For those that aren’t veterans of the telecom industry, this can sound a bit like Greek. We are often asked to explain, in layman’s terms, how the NPAC actually impacts our daily lives and what it means for the average person?
Competition through choice
The NPAC connects the networks of over 2,000 North American Carriers, allowing them to route phone calls seamlessly and transfer telephone numbers at a subscriber’s request. This allows individuals and businesses to choose their service providers freely. We no longer have to worry about changing our phone numbers if we switch providers. The NPAC makes this critical component of competition in the communications market possible.
Ten years ago, there were fewer than 500 unique telecom operators in the United States. Today there are over 2000, providing more choices than ever to the market. If you decide that another operator better meets your needs, you can switch and take your phone number with you.
Customer “stickiness” is a major concern for operators in North America. Losing a customer to a competitor is obviously a top concern for any business. Ensuring your customer base sticks with you takes work and constant attention. That is a good thing for consumers!
The NPAC makes it easier for consumers to shop around and pick the provider that best meets their needs. Operators are constantly trying to out-do one another with new services, pricing, and better customer service to win our business. All this competition leads to a better customer experience, lower prices, and new innovations that we, as subscribers, get to enjoy.
Preserves Telephone Numbering Resources
Believe it or not—it is possible to run out of phone numbers. Telephone numbers, just like wireless spectrum and energy reserves, are a public resource that is not unlimited. We can run out of phone numbers if the industry isn’t careful about how it uses them.
To understand why, we have to review a little telecommunications history. When the modern competitive telecom network was being created, each operator working in a small geographic area known as a rate center had to be assigned a minimum of 10,000 numbers. That meant even if they didn’t have 10,000 potential subscribers within their area—they would still have 10,000 unique numbers that could be used.

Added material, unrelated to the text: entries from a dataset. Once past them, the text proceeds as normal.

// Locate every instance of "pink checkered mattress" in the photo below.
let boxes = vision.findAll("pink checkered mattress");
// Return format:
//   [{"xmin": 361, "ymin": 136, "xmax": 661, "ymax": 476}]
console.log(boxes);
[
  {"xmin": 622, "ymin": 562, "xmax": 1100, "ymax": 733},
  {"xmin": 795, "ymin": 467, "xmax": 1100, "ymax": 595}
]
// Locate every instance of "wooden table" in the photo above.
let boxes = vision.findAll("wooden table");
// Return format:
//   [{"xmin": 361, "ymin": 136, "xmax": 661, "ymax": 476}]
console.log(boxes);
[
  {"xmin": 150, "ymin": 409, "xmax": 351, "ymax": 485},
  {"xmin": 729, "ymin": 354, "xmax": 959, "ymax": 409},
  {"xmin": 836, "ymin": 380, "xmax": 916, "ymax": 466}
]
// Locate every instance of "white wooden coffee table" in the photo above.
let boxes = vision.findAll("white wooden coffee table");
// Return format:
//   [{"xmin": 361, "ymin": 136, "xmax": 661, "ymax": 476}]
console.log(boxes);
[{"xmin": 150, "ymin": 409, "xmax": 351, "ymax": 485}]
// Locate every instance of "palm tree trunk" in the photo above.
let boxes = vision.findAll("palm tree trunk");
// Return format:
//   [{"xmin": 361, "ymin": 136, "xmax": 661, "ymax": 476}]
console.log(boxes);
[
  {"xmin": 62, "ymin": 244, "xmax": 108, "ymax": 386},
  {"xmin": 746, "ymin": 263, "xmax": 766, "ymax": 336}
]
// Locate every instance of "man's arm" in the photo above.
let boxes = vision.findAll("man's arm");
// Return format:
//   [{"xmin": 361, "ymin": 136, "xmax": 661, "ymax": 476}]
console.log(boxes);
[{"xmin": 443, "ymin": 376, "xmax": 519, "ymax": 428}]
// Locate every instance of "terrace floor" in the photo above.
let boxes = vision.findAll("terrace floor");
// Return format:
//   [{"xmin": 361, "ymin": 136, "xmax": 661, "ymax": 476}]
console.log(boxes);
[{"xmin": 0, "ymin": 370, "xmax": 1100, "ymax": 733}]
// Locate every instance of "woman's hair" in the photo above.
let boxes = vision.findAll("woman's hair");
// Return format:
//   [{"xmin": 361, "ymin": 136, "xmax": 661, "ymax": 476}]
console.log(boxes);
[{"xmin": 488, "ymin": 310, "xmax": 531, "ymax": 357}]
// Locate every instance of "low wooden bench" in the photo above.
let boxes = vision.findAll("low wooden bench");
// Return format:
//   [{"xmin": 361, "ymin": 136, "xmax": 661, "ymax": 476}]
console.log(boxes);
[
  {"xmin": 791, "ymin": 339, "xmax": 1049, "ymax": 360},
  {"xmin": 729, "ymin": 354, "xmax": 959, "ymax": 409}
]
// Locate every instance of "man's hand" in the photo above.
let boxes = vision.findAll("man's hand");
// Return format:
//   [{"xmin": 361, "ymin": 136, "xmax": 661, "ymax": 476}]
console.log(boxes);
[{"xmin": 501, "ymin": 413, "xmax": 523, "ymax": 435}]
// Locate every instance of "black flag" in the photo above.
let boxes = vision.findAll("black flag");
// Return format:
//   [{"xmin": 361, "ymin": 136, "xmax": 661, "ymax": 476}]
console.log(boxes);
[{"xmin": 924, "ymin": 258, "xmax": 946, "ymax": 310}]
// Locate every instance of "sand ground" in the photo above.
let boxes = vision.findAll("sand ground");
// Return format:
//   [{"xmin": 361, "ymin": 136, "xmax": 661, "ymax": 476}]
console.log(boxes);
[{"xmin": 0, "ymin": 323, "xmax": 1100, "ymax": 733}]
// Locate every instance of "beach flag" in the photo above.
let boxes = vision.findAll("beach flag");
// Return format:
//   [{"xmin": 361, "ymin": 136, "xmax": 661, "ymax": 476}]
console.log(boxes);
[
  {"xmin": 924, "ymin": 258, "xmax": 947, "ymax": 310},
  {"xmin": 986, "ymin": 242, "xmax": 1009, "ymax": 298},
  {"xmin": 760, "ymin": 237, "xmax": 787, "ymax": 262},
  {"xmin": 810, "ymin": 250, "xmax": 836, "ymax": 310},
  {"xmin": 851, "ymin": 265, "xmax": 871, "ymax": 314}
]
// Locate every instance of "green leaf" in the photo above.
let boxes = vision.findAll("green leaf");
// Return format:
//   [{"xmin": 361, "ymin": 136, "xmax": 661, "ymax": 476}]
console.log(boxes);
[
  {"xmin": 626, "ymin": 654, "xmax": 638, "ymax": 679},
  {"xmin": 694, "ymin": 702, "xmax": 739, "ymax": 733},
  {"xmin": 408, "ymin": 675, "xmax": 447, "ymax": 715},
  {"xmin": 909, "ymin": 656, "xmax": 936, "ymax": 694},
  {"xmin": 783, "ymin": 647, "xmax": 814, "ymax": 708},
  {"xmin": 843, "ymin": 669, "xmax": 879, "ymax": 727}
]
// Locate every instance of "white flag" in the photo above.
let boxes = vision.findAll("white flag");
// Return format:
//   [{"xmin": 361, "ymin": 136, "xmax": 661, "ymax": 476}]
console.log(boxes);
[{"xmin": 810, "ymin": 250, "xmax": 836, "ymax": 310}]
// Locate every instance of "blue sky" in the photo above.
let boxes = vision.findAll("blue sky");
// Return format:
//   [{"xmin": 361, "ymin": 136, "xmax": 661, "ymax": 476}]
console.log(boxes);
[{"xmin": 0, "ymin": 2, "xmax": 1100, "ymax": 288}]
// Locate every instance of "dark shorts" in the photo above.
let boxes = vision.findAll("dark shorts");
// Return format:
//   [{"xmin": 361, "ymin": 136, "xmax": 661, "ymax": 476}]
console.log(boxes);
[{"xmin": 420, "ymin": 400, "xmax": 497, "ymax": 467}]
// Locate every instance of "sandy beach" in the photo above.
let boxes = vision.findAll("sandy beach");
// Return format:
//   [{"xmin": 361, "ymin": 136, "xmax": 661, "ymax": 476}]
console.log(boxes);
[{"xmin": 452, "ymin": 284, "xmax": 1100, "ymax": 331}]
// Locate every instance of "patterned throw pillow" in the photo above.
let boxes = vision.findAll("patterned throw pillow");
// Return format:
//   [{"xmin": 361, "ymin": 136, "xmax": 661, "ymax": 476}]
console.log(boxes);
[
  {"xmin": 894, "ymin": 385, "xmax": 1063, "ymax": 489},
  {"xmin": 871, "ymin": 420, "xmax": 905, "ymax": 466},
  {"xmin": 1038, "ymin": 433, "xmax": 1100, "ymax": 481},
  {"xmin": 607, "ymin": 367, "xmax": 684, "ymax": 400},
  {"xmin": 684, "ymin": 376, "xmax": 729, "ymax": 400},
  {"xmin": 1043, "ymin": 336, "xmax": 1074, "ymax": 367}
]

For many operators, particularly smaller ones, 10,000 unique telephones was overkill. Rate centers were small enough that an operator might only need 1,000 or 2,000 numbers, which meant that there were thousands of numbers left unused. As the number of providers grew thanks to market competition, whole area codes began to run dangerously close to exhausting all their available telephone numbers, which meant that new area codes needed to be created, faster and faster—and over time the industry began to worry that eventually, our 10-digit system would run out of numbers altogether.
In 1999, the Federal Communications Commission (FCC) instituted number pooling. This allowed operators to donate unneeded numbers from their 10,000-block assignments back to the industry, so other operators could acquire and reuse them. The NPAC is the mechanism by which telephone numbers are exchanged for this purpose on the network. This was a critical innovation, as the U.S. population has grown and the number of devices that need a telephone number has skyrocketed.
Recently the FCC reported that over 500 million telephone numbers have been preserved as a result of national number pooling. Through this effort the life of the 10-digit North American Numbering Plan has increased by over 30 years, which means it will be a very long time before we have a shortage of telephone numbers.
Improves Network Resiliency
In addition to moving phone numbers between operators, the NPAC also supports a function known as intra-service provider porting or moving numbers within the operator’s own network. I know that is a little techy, but very important. Intra-service provider porting enables operators to optimize traffic to phone numbers within their own networks, thereby improving interconnection efficiency.
This capability is critical during an emergency or disaster. Networks can experience outages for a variety of reasons, ranging from general maintenance problems to damages sustained as a result of extreme weather. Operators can use the portability infrastructure to move phone numbers normally supported by a damaged service center over to one that is functioning, thereby speeding up recovery and getting customers back in service.
Just imagine that a business lost their telephone connectivity due to one of the floods from earlier this year. The NPAC would enable the business to dynamically move the telephone numbers from the switch damaged by the flood waters to one that was functioning. That can help a lot of people get back to work.
Evolving with the Communications Industry:
The communications industry does not standstill. Looking back over the years, the NPAC has evolved significantly from when it first started. The service was born as a solution for wireline network architectures, but soon moved to support a burgeoning wireless industry. A few years later, voice over IP emerged, and a whole new community of operators became part of the portability ecosystem.
The telecommunications industry changes rapidly, and the NPAC’s neutral administration and unique architecture make it a critical asset for the evolving needs of its users. The NPAC will continue providing cost-effective support to the market no matter what new developments the future brings.